Some fishermen, unaware that snot otters are both harmless to humans and fish populations, kill the harmless animal.

Then, there are the ever-present endocrine disrupters – toxins believed to be responsible for some problems facing hellbenders and other amphibians, such as frogs and toads.

New River State Park conducts an annual hellbender inventory each week in July. The park teams up with N.C. Wildlife Resources Commission, State Park inventory biologists, the N.C. Zoo at Asheboro and volunteers. Recent findings include healthy adult animals, but biologists have concerns because few young specimens are being located. Hellbenders can live 30 years and reach a length of 29 inches.

By monitoring these giant salamanders, biologists are able to gage the health of the river, which also affects humans, whether we enjoy fishing, swimming or floating the New River, or drinking a clean glass of water.

For the past six years, researchers have been tagging animals to monitor populations.

How does one catch a slimy snot otter? By hand. Once the harmless hellbender is secured, a small PIT (passive integrated transponder) tag is inserted into the individual, much like some those used on pets for identification purposes.

The use of PIT tags provides valuable data, such as size, age and growth of each individual hellbender over its live span. Friends of the High Country State Parks has provided equipment that enables researchers to continue to monitor this special animal. Among the items are PIT tags, PIT tag readers and a Peavey lift to help lift heavy rocks and logs, scales and measuring calipers.

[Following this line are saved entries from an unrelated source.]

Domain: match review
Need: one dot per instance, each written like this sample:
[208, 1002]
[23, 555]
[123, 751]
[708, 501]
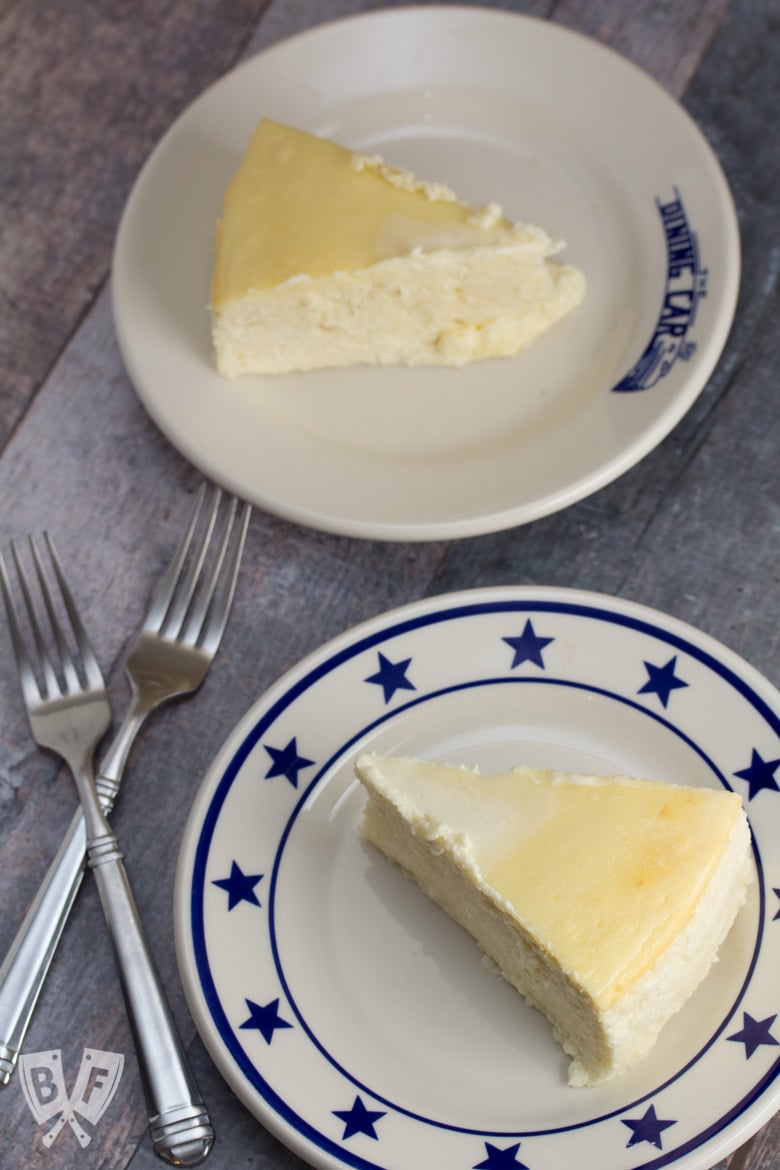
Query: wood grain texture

According to New River State Park officials, “The intensive and physically demanding work of conducting surveys, catching hellbenders, tagging them and monitoring their status has been difficult. In the past, tools and equipment had to be borrowed from other agencies, and volunteers were lacking.

“But through this crucial assistance from Friends of High Country State Parks, it is much less difficult to monitor the eastern hellbenders, especially during these difficult times for state budgets. It is important to continue this ongoing work, follow up on findings, and reach important conclusions.

Educating and promoting the conservation of the hellbender and therefore a healthy river leads to a healthy environment and community.”